Jill Freud & Company, at Southwold, are in top form for the world premiere of Ian Masters's Kissing Cousins, a farce that moves faster and faster in circles until the whole dizzy cast collapses.

By CHRISTOPHER SMITH

Jill Freud & Company, at Southwold, are in top form for the world premiere of Ian Masters's Kissing Cousins, a farce that moves faster and faster in circles until the whole dizzy cast collapses. All ends up in a cats-cradle of arms, legs and misunderstandings.

Maurice Rubens provides, as ever, a setting that is as firm as a rock. It needs to be, with everything soon off its rocker as characters dash through open doors to encounter closed minds and upstairs only to find they will be let down. Gulping down the heady homebrew, three couples end up one over the eight as a plumber arrives.

It's all quite simple really. But the accountant (Michael Hoskinson) who has got his sums all wrong finds he can't make reality add up either as he unhesitatingly seizes the wrong end of the stick with a grip of iron.

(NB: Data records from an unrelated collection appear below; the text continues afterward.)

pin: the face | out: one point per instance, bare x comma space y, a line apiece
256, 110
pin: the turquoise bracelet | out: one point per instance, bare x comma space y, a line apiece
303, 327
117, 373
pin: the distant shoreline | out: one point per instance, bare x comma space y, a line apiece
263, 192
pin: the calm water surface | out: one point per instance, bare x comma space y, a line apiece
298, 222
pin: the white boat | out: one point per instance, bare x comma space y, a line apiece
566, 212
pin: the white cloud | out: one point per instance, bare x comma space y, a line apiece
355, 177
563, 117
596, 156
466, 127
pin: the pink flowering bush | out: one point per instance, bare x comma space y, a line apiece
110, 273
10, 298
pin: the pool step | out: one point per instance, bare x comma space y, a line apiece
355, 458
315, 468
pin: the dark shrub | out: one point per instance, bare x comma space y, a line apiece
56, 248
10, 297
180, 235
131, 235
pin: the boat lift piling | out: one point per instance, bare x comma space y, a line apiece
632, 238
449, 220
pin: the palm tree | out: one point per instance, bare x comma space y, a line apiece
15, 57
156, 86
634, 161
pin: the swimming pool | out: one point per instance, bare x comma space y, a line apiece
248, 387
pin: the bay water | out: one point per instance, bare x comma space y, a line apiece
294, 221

The loop of events goes round, faster and faster, loopier and loopier. Enter more characters: a Midlander with a line in Elvis and a wife with a gift for suggesting more than she ever intended, a sister-in-law who looks forward to seeing some sparks fly and her current boyfriend with a foible for Seattle-style psychology.

With director Richard Frost keeping his foot on the accelerator, this is just the thing for a seaside funicular.